“That one looks like a dinosaur,” Marci said. Like kids, we were laying on our backs, looking for clouds that looked like animals.

“Which one?” I asked.

“There,” she pointed. “Like a T-Rex.”

“Damn, how do you do that?” I asked. “I mean, it’s even got the teeth and the little arms and everything.”

“It’s no big deal,” she said sarcastically. “It just takes a little thing called imagination.”

“Hey, I’ve got imagination.”

“Oh yeah? Prove it.”

“Fine,” I said, staring up into the swirl of shapes, looking for something recognizable.

“Okay, that one,” I said. “That one looks like a turtle.”

“You can’t keep picking turtles,” she scolded playfully.

“Why not?”

“It’s cheating. Turtles are just round, maybe with a head and a couple appendages. Any random blob could be a turtle.”

“Well this one is actually pretty detailed,” I argued, “exactly like a snapping turtle.”

“Then where is it?” Marci asked.

“It’s…well I saw it just a second ago.” The sky above me had returned to chaos, nothing but meaningless shapes swirling around at random. “I guess it must have gotten all spread out.”

“It’s like us,” she said softly.

“There’s a cloud that looks like us?”

“No, we’re like the clouds.” My silence indicated my lack of understanding. “They’re water droplets,” Marci said, “right?”

“Sure.”

“Just a bunch of water droplets, barely anything at all. But then they get clumped together into a shape—a dinosaur, a fish, a blob, whatever. But suddenly they’re something. And then they spread out again. Whatever it was goes back to being just water droplets.”

“Ashes to ashes, dust to dust,” I said, finally understanding it.
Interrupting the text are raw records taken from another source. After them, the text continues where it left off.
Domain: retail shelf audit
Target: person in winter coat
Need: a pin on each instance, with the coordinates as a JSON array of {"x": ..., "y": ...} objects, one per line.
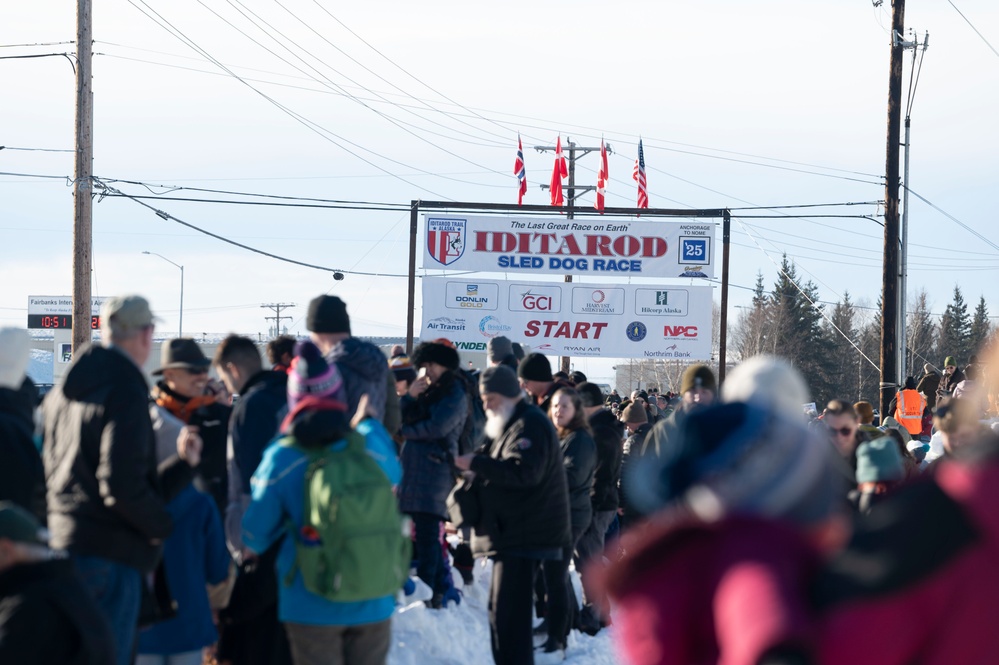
[
  {"x": 536, "y": 378},
  {"x": 320, "y": 630},
  {"x": 579, "y": 457},
  {"x": 928, "y": 384},
  {"x": 608, "y": 436},
  {"x": 721, "y": 574},
  {"x": 250, "y": 633},
  {"x": 46, "y": 614},
  {"x": 361, "y": 364},
  {"x": 524, "y": 501},
  {"x": 434, "y": 412},
  {"x": 22, "y": 477},
  {"x": 106, "y": 495},
  {"x": 936, "y": 604},
  {"x": 951, "y": 377},
  {"x": 181, "y": 399},
  {"x": 194, "y": 557}
]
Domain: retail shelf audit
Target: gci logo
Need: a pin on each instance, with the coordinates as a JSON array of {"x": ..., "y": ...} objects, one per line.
[{"x": 680, "y": 331}]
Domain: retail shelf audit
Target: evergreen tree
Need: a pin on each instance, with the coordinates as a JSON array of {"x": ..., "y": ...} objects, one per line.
[
  {"x": 980, "y": 327},
  {"x": 955, "y": 330},
  {"x": 843, "y": 371},
  {"x": 796, "y": 329},
  {"x": 920, "y": 335}
]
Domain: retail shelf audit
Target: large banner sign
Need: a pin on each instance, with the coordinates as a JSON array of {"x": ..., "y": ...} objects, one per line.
[
  {"x": 555, "y": 245},
  {"x": 571, "y": 318}
]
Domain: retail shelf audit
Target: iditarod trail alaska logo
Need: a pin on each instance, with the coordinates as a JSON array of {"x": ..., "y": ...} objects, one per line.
[{"x": 446, "y": 239}]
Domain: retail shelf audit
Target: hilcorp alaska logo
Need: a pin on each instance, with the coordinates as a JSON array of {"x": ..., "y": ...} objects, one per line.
[{"x": 490, "y": 326}]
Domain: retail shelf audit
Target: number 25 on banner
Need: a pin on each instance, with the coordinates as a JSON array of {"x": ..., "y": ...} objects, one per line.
[{"x": 693, "y": 250}]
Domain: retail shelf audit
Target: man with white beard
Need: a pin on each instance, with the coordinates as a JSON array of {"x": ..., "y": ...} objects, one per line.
[{"x": 524, "y": 501}]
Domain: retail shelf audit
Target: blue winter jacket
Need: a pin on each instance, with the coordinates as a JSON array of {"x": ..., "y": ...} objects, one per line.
[
  {"x": 278, "y": 488},
  {"x": 194, "y": 555},
  {"x": 432, "y": 425}
]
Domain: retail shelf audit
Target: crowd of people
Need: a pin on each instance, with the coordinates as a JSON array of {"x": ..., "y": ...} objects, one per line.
[{"x": 278, "y": 513}]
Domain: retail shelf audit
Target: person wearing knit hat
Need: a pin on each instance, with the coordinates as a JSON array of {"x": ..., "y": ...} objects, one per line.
[
  {"x": 535, "y": 373},
  {"x": 698, "y": 385},
  {"x": 312, "y": 378},
  {"x": 637, "y": 429},
  {"x": 880, "y": 468},
  {"x": 276, "y": 515},
  {"x": 951, "y": 377},
  {"x": 361, "y": 364},
  {"x": 403, "y": 372},
  {"x": 742, "y": 490},
  {"x": 22, "y": 477},
  {"x": 435, "y": 410}
]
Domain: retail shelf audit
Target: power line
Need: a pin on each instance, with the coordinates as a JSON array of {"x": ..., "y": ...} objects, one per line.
[
  {"x": 314, "y": 127},
  {"x": 973, "y": 27}
]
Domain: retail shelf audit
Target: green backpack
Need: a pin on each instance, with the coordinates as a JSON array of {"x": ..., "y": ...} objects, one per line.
[{"x": 351, "y": 545}]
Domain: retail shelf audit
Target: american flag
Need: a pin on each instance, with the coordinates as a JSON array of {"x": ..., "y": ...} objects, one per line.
[
  {"x": 601, "y": 178},
  {"x": 520, "y": 171},
  {"x": 639, "y": 176},
  {"x": 561, "y": 170}
]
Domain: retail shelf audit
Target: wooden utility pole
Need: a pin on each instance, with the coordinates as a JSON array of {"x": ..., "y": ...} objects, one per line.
[
  {"x": 83, "y": 183},
  {"x": 890, "y": 270}
]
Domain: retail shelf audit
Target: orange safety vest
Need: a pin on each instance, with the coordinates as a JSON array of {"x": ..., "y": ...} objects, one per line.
[{"x": 909, "y": 410}]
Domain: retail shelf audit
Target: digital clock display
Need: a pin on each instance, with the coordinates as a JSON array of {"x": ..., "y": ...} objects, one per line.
[{"x": 57, "y": 321}]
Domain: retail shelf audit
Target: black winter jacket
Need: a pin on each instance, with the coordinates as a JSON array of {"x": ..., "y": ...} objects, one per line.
[
  {"x": 106, "y": 496},
  {"x": 47, "y": 616},
  {"x": 608, "y": 434},
  {"x": 579, "y": 456},
  {"x": 522, "y": 486}
]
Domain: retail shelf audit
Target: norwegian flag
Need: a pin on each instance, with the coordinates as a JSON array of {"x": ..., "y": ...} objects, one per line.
[
  {"x": 639, "y": 176},
  {"x": 560, "y": 171},
  {"x": 601, "y": 178},
  {"x": 520, "y": 171}
]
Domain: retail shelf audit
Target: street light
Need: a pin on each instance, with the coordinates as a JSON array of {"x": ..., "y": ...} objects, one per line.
[{"x": 180, "y": 326}]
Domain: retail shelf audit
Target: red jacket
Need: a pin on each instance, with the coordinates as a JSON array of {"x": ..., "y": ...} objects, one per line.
[
  {"x": 920, "y": 582},
  {"x": 691, "y": 593}
]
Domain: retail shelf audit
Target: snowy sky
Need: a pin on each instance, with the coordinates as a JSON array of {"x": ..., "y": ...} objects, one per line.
[{"x": 722, "y": 92}]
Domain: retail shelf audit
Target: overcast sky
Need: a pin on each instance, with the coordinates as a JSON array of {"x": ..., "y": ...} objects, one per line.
[{"x": 769, "y": 103}]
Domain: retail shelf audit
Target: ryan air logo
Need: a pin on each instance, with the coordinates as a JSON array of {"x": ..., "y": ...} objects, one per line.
[
  {"x": 636, "y": 331},
  {"x": 446, "y": 240}
]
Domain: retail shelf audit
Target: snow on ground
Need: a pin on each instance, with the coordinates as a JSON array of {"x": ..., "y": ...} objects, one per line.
[{"x": 460, "y": 635}]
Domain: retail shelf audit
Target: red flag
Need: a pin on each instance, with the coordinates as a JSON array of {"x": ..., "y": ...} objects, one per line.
[
  {"x": 639, "y": 176},
  {"x": 560, "y": 171},
  {"x": 601, "y": 178},
  {"x": 520, "y": 170}
]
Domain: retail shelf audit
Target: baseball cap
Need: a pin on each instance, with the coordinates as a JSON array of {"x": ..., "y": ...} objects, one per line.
[{"x": 128, "y": 313}]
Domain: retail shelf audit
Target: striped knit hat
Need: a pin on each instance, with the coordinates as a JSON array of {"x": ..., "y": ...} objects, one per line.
[{"x": 311, "y": 376}]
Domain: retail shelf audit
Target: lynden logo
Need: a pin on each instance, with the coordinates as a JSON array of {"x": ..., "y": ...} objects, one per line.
[
  {"x": 447, "y": 324},
  {"x": 490, "y": 326},
  {"x": 445, "y": 240},
  {"x": 679, "y": 331}
]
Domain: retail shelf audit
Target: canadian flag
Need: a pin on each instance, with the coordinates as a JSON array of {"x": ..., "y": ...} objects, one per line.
[
  {"x": 560, "y": 171},
  {"x": 601, "y": 178}
]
Marci sniffled as though she was starting to cry. I knew I should say something to her, but I just didn’t know how to deal with it. And anyway, I was lost in my own thoughts. Looking beyond the clouds, I saw the sky and realized that it’s just a bigger cloud. Our whole atmosphere is one big cloud of gas that’s stuck in place because of gravity. Beyond that, there are stars, bunched together in constellations and galaxies—just bigger clouds. Those galaxies form into clusters and then superclusters—clouds billions of light years across.

But they’re still just clouds. It’s the same with the dust that we’re all made of. Each atom is a swirling cloud of particles, and those are made up of even smaller clouds of particles. Who knows how small it gets? It’s clouds of turtles all the way down. Of course, it works the other way too. If all the substance that we’re made of and that we build our lives on is just a bunch of clouds, then maybe the clouds of galaxies make something even more substantial. As my friend Jordan mused in a college philosophy class: “Our entire galaxy could just be a molecule on God’s ass, and we’d never know.” Then it’s turtles all the way up, because maybe that being lives in a galaxy that’s just a molecule on some even bigger entity’s ass.

But even if the theory were true, it wouldn’t matter. It’s still just clouds. Around and within those clouds is emptiness. The fluffy cotton ball shapes that Marci and I watched were nebulous enough that a sparrow could fly through them. The opaque sky disappears without the sunlight, leaving us in darkness. The brightest star-filled sky out in the country, far from city lights still has more darkness than light. In our very bodies, two adjacent atoms may be separated by a void so wide that their particles will never come into contact. Sooner or later, every cloud comes apart. Ashes, ashes, we all fall down.

It’s easier to joke about it or to simply avoid thinking about it. But the truth doesn’t go away. It’s always there, just waiting to insert itself. It’s the emptiness just beyond the sky. It’s the silence underneath words. It’s the darkness of a period. It was the emptiness between me and Marci at that moment while we lay in the grass right beside each other. each wandering through our own separate thoughts.

It’s the end.

Eventually everything will end—the heat death of the universe—the point when all the tiny pieces of the universe finally stop drifting and come to rest. No more movement. No more change. Just nothing. At least that’s the theory. But who really knows what forces drive the clouds of the universe? All I know is that I am here now. A cloud of dust has come together for a moment as it moves from chaos to chaos, from nothing to nothing.